Für das Dorschblinkern im tieferen Wasser nehme ich gerne die Blinker von Fladen. Die schweren Varianten gibt es in 40 und 60 g. Ich selbst habe bislang nur die 40 g gefischt. Die Blinker sind nicht nur schwer sondern auch sehr kompakt. Zudem sind sie auch noch recht preiswert.

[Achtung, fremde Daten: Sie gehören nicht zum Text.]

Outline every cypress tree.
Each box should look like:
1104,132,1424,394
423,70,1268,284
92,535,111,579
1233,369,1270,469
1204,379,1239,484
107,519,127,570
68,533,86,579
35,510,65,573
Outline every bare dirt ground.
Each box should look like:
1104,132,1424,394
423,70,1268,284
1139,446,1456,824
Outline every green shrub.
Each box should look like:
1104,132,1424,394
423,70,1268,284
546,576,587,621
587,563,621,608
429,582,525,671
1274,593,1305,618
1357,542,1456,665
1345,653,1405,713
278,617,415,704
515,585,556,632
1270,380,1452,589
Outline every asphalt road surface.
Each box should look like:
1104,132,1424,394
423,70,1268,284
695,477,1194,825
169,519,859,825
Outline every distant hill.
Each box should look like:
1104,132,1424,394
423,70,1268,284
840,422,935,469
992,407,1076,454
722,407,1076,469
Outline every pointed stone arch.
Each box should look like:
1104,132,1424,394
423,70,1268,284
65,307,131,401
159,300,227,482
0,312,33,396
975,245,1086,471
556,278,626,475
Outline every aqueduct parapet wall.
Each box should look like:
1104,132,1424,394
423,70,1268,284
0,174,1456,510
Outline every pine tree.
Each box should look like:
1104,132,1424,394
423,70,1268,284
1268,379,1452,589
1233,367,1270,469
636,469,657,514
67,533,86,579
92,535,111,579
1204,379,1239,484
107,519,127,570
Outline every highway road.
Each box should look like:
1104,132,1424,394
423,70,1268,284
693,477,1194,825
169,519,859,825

https://www.pilker-discount.de/epages/78112762.sf/de_DE/?ObjectPath=/Shops/78112762/Products/16-20

https://www.pilker-discount.de/epages/78112762.sf/de_DE/?ObjectPath=/Shops/78112762/Products/20-211B

Gruß

Tomasz


----------



## Dingsens (9. Oktober 2020)

Moinsen!

Ich nutze vom Boot/Kutter gern den Falkfish Gno in 38g, der ist schön kompakt und kommt schnell zum Grund.
Diese Fladen Torsk Apparillos (Link von Tomasz) funktionieren aber auch richtig gut.
Allerdings rüste ich immer auf Gamakatsu Circle Hook 2/0 und doppelten Sprengring um, das minimiert die Hackergefahr erheblich.


----------



## 50er-Jäger (10. Oktober 2020)

Tomasz schrieb:


> Für das Dorschblinkern im tieferen Wasser nehme ich gerne die Blinker von Fladen. Die schweren Varianten gibt es in 40 und 60 g. Ich selbst habe bislang nur die 40 g gefischt. Die Blinker sind nicht nur schwer sondern auch sehr kompakt. Zudem sind sie auch noch recht preiswert.
> 
> https://www.pilker-discount.de/epages/78112762.sf/de_DE/?ObjectPath=/Shops/78112762/Products/16-20
> 
> ...



Das sieht Bombe aus, den in 60g und Hot Orange der Hammer...


----------



## ragbar (11. Oktober 2020)

Der Köder ist okay,ich würde aber die Drillinge Und Splits tauschen, weil sieht auf dem Foto nach Junk aus. Die Lackierung dürfte auf dem Qualiniveau auch nicht lange halten.


----------



## Tomasz (12. Oktober 2020)

ragbar schrieb:


> Der Köder ist okay,ich würde aber die Drillinge Und Splits tauschen, weil sieht auf dem Foto nach Junk aus. Die Lackierung dürfte auf dem Qualiniveau auch nicht lange halten.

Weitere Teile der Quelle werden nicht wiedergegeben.